We then set out to explore the Royal Botanic Gardens, begun in 1816 it is home to an impressive collection of plants from around the world with a focus on ones from Australia and the South Pacific. The Royal Botanic Gardens are a short walk along the shoreline from the Opera House and the central business district, the Gardens are beautiful and the harbour views are superb. The Gardens cover 74 acres (30ha) and are a popular spot for lunchtime walks, picnickers, and Weddings. Our older boys were particularly keen to see the electric eels and to show the younger children.
Our next destination was Lady Macquarie’s Chair, this Chair was carved in sandstone by convicts for Governor Macquarie‘s wife.
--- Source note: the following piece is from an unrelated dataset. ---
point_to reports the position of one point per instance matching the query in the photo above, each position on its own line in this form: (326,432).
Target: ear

Lady Macquarie over two hundred years ago enjoyed sitting in this spot and enjoying the panoramic views of the Harbour from this spot. Governor Macquarie was the fifth and last Governor of New South Wales from 1810-1821 and transformed our country from a penal settlement to a free settlement. Some historians declare him to be the Father of Australia, certainly a large part of our Australian history studies in school was devoted to studying his influence.
Walking back towards the train station at Circular Quay we passed the Opera House when a small child declared he needed the toilet. The nearest one was in the Opera House itself, so for a brief moment I mingled in rather opulent surrounds with the theater goers who were dressed in their evening gowns and I in my shorts and sneakers. Travelling home we once again retraced out route of train, bus and train. The end of our train travels because on the morrow we had something else rather special planned.